Hana menyesal telah membuat Jonghyun marah, ia harus bersusah payah pulang naik kendaraan umum. “Cih, tuan rumah yang buruk!” Hana memaki kesal.

Hana melangkah malas keluar dari rumah Jonghyun. Untaian paving block yang tertata rapi seolah jalan super panjang yang masih harus dilaluinya dalam waktu lama. Untung saja kepalanya tidak ikut menunduk. Kalau tidak, ia akan terlihat seperti yeoja yang baru pulang dari rumah namja-nya dengan ditemani duka.

Belum terlalu jauh dari pagar rumah Jonghyun, suara klakson mobil menghentikan langkahnya. Pada awalnya tidak Hana hiraukan, siapa pula orang yang mau memanggilnya? Ia pun tidak merasa berjalan pada jalur yang salah sampai harus diberi peringatan.

Namun setelah berkali-kali suara itu terkesan keras kepala dengan bunyinya yang terus berkesinambungan, Hana melirik galak, merasa ketidaktenangannya bertambah disulut. Semua niat itu menguap seketika begitu melihat sosok pengemudinya. Sungguh terlihat indah dan terang walaupun hanya disokong penerangan lampu jalan dan lampu sen mobil. Kim Jonghyun! Hoho…namja itu berubah pikiran rupanya, tidak sekeras yang kuduga, begitulah pikir Hana.

“Hai, hai, pangeran super baik. Tidak kusangka bahwa kau semulia ini menyusulku. Tapi jangan menuduhku sebagai wanita ketiga yang berusaha memisahkanmu dari In Young, ya?” celoteh Hana begitu pria di balik kemudi itu memberi isyarat untuk masuk.

“Jangan berpikir terlalu banyak, Nona.” Pria itu tersenyum kecil plus kecut.

Mobil melaju tanpa harus direcoki dengan adegan adu mulut antara Jonghyun dan Hana lagi. Gadis itu berjanji untuk tidak membuat Jonghyun marah kali ini, jelas saja berada dalam naungan mobil ber-AC jauh lebih nikmat daripada harus naik bus,  sedangkan naik taksi bukan pilihan bijak mengingat tarifnya yang selangit. Alhasil Hana membiarkan Jonghyun terus-menerus memperhatikan jalanan, ia sendiri menyibukkan diri dengan mengutak-atik ponsel.

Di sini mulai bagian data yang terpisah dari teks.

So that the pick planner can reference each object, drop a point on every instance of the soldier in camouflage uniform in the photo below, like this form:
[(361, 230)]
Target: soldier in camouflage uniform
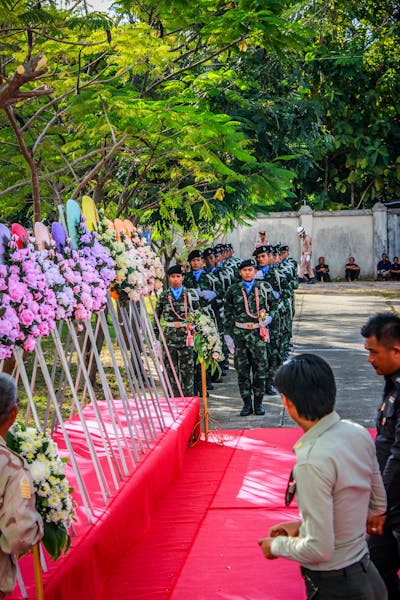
[(173, 307), (246, 320), (272, 285), (21, 526), (207, 288)]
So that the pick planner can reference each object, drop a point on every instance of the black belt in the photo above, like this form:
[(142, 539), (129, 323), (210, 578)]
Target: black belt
[(361, 565)]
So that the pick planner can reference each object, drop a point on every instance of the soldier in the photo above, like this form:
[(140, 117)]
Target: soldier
[(174, 306), (21, 526), (246, 320), (266, 273), (217, 306)]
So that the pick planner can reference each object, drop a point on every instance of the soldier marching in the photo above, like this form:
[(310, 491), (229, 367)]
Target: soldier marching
[(252, 304)]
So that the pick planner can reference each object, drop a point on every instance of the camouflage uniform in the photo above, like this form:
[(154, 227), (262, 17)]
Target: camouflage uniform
[(175, 334), (250, 358), (21, 526)]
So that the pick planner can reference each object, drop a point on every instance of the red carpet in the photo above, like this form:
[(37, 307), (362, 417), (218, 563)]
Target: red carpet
[(202, 543), (97, 547)]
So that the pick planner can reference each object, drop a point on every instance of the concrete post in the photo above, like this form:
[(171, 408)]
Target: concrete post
[(379, 214)]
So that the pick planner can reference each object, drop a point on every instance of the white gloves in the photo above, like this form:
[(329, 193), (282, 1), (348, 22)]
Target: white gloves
[(208, 295), (230, 343)]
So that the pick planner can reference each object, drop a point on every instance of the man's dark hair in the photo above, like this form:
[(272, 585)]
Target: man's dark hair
[(8, 396), (384, 326), (307, 380)]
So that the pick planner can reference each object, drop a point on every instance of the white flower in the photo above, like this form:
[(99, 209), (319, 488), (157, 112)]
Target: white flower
[(39, 471)]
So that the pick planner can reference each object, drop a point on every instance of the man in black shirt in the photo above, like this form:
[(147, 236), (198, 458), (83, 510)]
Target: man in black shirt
[(322, 270), (382, 341)]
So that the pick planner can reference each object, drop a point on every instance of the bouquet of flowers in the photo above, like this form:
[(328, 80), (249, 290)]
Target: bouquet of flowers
[(207, 341), (28, 294), (55, 280), (138, 270), (95, 253), (9, 322), (53, 494), (130, 280)]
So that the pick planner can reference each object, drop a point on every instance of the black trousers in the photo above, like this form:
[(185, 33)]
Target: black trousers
[(385, 553), (359, 581)]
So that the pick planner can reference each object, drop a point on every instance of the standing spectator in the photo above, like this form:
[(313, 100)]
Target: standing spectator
[(322, 270), (245, 326), (383, 268), (261, 239), (352, 270), (305, 264), (395, 270), (338, 488), (21, 526), (382, 341)]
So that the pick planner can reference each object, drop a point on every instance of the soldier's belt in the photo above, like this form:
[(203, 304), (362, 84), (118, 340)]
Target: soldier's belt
[(248, 325)]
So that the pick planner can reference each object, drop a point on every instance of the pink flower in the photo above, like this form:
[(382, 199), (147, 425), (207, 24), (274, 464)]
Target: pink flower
[(26, 317), (29, 344), (16, 291)]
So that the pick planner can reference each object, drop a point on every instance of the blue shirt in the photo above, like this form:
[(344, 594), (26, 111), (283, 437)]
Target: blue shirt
[(176, 292), (248, 285)]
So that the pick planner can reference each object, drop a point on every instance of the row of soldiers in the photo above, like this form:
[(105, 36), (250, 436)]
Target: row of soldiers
[(252, 302)]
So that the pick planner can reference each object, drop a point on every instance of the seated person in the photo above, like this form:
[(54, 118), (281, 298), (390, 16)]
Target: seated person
[(322, 270), (352, 270), (395, 270), (383, 268)]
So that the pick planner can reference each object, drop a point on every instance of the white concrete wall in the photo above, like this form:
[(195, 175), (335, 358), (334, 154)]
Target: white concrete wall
[(336, 235)]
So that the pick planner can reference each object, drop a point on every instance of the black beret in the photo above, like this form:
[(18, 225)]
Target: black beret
[(208, 252), (249, 262), (194, 254), (175, 269), (260, 250)]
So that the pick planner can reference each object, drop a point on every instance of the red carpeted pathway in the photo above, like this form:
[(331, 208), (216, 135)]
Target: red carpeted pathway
[(202, 543)]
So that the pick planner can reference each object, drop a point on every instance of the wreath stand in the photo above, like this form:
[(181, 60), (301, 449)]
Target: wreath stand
[(37, 568), (205, 403)]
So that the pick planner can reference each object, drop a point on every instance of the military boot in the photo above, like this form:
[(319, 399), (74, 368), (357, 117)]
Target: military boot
[(269, 388), (247, 408), (258, 407)]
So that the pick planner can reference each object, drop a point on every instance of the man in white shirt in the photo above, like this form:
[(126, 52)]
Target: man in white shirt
[(338, 487)]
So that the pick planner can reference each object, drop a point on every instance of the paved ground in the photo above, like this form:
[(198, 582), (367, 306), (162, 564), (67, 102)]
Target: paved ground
[(327, 322)]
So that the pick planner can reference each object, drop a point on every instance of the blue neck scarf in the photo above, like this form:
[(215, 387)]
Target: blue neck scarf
[(176, 292), (248, 285), (196, 274)]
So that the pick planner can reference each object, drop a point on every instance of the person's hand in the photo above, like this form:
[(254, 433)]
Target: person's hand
[(375, 524), (265, 544), (208, 295), (230, 343), (288, 528)]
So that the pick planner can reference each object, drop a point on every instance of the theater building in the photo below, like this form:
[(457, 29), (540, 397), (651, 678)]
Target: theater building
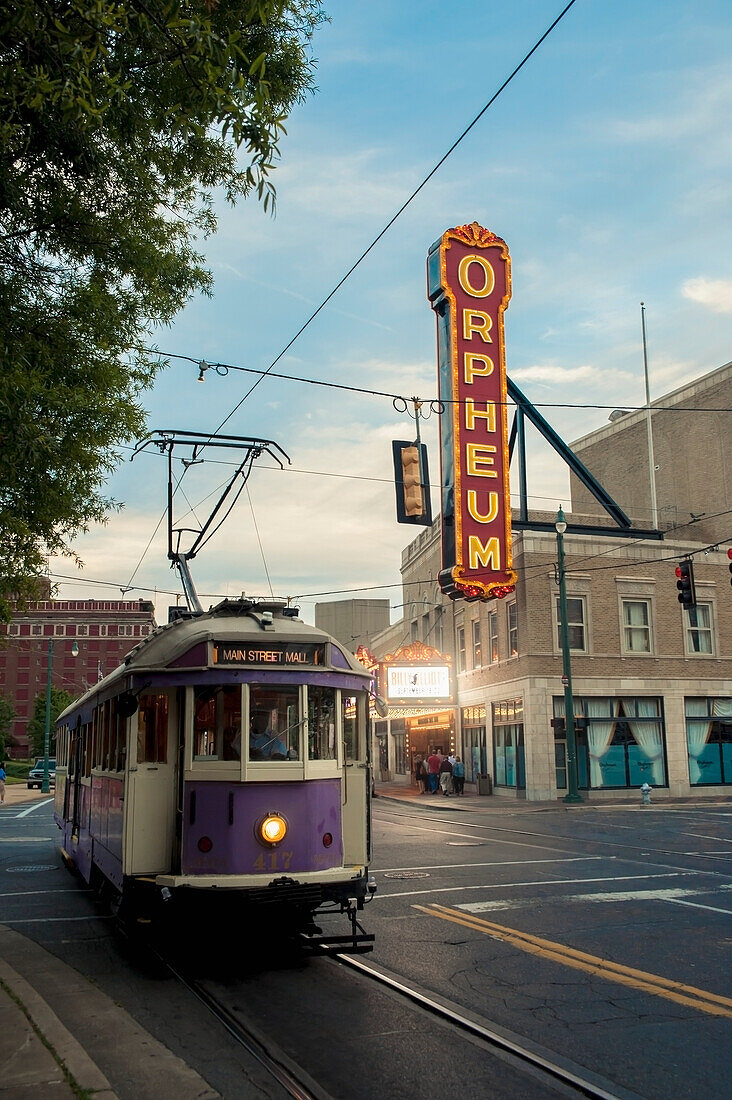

“Nona, kalau kau kedinginan, AC-nya kumatikan saja. Aku memakai jaket, tidak masalah dengan AC,” ucap pria itu di tengah perjalanan. Jelas ini membuat tawa Hana spontan menyembur.

“Astaga, Jjong. Kau menghina berlebihan. Aku memang kurus, tapi kulitku cukup tahan kalau hanya dihujami dinginnya AC. Ahhh, daripada kita bertengkar lagi… kuberi kau pujian saja. Jaket dan topimu bagus sekali untuk melindungi tubuh dari AC.”

“Ah, memang.” Kalimat panjang Hana hanya dibalasnya pendek.

“Ish, aneh sekali kau tidak banyak omong. Kau sungguhan mirip Jongmin. Kau tahu tidak? Aku lebih suka melihat Jongmin yang tenang dan tidak bermulut kasar sepertimu. Sama-sama tampan, tapi kesan dewasanya terpancar kuat. Aigooo, usiamu sudah berapa, Jjong? Mengapa kau masih sangat labil dalam urusan emosi?” Pelan tapi masih terdengar, begitulah gambaran yang tepat untuk mendeskripsikan volume suara Hana barusan.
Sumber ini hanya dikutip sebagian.